On 23 December 1943, four American airmen plus Comet Line leader in France Jean-François Nothomb and d'Ursel were in the home of Kattalin Aguirre in St. Jean de Luz, France near the border with Spain. A Frenchman named Richard and Comet Line operative, Albert Ancia, were also in Aguirre's house. D'Ursel planned to cross the border with the group and continue on to Gibraltar to discuss his new escape line with British authorities. Nothomb was there to accompany the airmen across the Pyrennes to Spain, a job he had done many times. Two Basque guides would lead them across the mountains although the Comet Line's favorite guide, Florentino Goikoetxea, was ill and would not be accompanying the group.
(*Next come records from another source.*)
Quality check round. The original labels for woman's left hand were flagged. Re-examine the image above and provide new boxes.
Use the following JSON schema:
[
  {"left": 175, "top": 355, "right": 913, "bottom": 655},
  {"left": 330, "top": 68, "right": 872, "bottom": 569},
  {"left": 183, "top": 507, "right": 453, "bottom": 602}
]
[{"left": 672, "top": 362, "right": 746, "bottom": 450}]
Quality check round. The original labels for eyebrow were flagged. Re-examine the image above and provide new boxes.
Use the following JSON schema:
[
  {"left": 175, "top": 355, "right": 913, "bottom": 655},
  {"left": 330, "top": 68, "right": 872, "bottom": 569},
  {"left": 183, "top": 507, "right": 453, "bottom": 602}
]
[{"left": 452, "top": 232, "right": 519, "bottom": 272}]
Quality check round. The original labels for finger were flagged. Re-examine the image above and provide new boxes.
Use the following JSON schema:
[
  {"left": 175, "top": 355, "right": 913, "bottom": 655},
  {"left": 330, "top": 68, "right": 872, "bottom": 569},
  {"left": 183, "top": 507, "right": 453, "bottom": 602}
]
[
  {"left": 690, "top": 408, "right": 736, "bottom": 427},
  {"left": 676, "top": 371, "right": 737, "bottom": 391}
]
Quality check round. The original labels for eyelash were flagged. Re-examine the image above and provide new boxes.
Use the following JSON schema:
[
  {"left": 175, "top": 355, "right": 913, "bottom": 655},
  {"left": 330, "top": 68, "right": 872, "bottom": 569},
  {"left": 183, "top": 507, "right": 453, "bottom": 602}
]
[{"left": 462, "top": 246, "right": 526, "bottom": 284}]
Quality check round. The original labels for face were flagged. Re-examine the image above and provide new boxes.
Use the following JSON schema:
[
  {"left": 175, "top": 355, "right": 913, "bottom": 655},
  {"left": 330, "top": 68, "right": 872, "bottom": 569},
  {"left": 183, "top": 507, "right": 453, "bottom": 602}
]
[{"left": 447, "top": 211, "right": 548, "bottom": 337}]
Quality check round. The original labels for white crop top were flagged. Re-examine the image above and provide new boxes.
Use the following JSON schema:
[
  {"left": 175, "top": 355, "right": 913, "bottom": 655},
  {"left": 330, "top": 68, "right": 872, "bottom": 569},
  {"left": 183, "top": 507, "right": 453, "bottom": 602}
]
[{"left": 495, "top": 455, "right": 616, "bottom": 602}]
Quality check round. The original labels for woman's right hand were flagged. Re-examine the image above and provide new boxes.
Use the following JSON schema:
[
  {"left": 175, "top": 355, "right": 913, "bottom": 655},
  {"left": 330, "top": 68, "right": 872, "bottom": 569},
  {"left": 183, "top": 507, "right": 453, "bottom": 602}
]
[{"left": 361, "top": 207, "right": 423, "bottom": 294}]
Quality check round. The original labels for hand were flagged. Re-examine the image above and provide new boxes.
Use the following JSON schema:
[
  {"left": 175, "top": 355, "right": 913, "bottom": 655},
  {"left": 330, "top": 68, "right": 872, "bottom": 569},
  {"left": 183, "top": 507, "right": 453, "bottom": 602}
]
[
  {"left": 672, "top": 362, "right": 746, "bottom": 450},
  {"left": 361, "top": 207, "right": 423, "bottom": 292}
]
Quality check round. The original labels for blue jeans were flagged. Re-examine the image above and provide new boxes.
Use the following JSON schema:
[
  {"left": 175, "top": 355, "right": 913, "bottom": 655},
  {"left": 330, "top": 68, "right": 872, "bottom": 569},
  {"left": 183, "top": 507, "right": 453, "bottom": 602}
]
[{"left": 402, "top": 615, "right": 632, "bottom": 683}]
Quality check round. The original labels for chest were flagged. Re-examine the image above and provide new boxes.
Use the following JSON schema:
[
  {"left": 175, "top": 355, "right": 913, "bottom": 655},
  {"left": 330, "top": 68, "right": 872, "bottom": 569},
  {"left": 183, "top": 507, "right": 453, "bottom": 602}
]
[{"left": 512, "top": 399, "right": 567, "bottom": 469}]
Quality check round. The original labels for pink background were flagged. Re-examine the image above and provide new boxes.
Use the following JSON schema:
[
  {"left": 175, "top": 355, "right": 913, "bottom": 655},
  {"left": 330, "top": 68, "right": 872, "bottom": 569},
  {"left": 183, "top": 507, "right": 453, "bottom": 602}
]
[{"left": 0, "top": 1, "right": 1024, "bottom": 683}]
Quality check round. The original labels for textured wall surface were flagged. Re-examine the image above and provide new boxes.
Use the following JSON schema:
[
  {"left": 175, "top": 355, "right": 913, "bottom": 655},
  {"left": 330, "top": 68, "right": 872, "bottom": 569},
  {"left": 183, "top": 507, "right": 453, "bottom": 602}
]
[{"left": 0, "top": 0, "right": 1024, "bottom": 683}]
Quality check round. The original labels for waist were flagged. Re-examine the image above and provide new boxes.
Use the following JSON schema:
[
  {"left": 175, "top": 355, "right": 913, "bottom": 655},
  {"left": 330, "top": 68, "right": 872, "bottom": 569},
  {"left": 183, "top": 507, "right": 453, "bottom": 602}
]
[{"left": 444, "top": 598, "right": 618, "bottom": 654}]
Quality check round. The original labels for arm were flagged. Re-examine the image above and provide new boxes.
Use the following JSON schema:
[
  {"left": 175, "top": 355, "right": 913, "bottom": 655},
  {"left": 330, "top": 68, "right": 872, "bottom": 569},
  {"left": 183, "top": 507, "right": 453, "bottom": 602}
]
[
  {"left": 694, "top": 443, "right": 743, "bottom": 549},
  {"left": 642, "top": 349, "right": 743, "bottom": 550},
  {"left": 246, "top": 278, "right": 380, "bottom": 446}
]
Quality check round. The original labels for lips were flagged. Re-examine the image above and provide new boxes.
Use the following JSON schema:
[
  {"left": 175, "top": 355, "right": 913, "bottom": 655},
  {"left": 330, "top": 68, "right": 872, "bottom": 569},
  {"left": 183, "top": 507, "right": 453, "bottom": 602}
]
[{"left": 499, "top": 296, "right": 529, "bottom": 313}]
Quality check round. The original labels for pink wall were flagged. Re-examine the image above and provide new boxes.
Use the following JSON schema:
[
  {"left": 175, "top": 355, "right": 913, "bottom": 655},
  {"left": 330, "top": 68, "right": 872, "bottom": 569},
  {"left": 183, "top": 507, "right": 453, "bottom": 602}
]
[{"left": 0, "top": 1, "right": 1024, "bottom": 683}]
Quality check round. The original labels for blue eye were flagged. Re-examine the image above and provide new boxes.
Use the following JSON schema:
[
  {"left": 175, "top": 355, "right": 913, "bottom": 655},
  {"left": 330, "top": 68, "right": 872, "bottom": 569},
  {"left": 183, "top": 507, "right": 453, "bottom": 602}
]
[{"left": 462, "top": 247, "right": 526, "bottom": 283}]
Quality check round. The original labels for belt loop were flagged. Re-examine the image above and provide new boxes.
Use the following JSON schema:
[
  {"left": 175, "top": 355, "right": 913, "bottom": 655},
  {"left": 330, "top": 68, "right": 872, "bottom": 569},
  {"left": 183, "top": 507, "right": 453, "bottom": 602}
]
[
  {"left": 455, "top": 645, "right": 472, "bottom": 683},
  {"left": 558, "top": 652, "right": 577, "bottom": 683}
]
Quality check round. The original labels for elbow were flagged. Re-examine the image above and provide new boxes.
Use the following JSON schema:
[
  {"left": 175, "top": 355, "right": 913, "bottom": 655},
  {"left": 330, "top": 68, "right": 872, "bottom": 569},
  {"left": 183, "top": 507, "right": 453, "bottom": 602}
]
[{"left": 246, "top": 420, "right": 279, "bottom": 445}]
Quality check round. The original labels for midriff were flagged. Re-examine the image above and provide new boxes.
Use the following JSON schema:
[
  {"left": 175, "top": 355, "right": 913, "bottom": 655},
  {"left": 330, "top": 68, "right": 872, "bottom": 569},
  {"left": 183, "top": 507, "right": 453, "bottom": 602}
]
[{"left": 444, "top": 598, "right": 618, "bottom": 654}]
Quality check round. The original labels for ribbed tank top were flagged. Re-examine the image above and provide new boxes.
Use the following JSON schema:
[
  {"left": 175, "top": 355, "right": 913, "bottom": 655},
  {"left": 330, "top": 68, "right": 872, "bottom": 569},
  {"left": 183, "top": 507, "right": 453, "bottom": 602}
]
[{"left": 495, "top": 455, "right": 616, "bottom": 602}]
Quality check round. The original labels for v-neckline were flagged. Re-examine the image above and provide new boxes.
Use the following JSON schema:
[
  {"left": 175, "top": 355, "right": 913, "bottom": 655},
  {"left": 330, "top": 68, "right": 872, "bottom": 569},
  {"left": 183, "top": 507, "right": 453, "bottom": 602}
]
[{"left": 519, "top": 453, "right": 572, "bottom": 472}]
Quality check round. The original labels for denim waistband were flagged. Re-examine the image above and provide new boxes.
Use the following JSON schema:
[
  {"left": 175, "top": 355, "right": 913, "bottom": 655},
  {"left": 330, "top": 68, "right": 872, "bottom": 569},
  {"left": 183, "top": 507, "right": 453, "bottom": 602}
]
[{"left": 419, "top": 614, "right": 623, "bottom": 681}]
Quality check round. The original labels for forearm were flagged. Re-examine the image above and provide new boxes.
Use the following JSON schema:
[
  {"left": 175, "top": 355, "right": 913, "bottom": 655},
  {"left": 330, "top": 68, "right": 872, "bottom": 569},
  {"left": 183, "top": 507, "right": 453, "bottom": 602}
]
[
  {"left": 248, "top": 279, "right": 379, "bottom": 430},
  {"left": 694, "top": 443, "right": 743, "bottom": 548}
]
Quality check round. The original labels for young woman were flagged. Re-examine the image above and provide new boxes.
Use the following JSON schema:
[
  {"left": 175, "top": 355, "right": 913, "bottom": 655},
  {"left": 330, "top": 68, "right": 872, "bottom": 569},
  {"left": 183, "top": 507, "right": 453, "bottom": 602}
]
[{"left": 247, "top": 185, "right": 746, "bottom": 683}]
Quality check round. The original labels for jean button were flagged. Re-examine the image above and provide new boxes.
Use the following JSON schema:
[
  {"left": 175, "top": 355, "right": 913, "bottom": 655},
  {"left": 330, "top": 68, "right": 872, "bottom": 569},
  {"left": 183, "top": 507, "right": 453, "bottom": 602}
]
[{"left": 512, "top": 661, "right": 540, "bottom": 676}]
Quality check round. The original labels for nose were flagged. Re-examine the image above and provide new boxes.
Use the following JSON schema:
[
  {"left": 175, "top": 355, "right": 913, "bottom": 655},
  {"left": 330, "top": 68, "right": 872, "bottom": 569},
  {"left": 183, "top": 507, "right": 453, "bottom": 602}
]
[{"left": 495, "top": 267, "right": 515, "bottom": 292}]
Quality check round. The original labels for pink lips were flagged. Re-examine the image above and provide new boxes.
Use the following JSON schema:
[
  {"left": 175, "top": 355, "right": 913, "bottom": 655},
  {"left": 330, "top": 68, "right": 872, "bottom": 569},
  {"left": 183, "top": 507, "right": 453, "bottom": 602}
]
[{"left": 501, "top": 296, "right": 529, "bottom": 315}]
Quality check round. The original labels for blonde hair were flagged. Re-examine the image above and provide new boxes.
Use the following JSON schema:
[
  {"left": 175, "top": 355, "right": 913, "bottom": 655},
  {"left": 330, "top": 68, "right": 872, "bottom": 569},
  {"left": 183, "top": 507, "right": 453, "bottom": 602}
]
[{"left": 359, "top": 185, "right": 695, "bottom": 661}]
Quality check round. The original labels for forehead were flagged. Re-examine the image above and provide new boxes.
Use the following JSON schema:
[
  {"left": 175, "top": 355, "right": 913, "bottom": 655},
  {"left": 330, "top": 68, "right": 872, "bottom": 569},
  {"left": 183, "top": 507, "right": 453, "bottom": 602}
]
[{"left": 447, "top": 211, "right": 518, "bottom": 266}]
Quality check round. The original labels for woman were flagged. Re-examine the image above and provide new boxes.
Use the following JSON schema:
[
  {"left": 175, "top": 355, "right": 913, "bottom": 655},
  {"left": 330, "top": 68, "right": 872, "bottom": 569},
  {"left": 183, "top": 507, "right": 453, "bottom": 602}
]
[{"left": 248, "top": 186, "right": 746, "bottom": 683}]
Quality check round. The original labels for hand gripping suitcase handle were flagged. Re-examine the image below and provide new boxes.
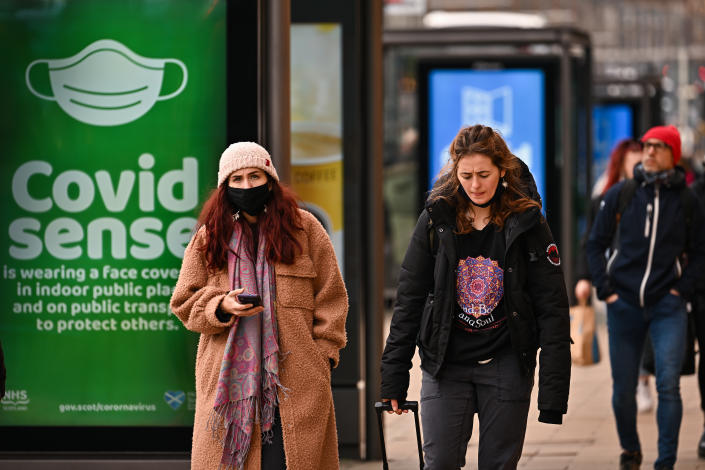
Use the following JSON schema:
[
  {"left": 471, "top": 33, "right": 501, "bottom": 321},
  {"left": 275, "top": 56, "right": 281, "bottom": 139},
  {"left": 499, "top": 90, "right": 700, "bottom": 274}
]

The Bidasoa River was the border between France and Spain. The border was patrolled by both French and Spanish police and German soldiers. The illegal crossing had to be done at clandestinely at night. The Bidasoa, usually wadeable, was swollen by rain. While crossing the river the men heard rifle shots. In the rush to get to cover, d'Ursel and airman J. F. Burch were swept away by the current and drowned. Nothomb, the two guides, and Richard escaped. The remaining three airmen and Ancia were captured on the Spanish side of the river, but were released a few days later at the behest of British Embassy officer Michael Creswell. They then returned safely to Britain. German soldiers recovered the bodies of d'Ursel and Burch downstream from the river crossing site. The Germans put the bodies on view in the town of Biriatou as a warning to the populace. They later took away the bodies and disposed of them at an unknown site. A few years later Andrée de Jongh and Nothomb placed a cross near the site of d'Ursel's drowning. In 2016, the "Friends of Comet" placed a stele honoring d'Ursel and Burch near the river crossing.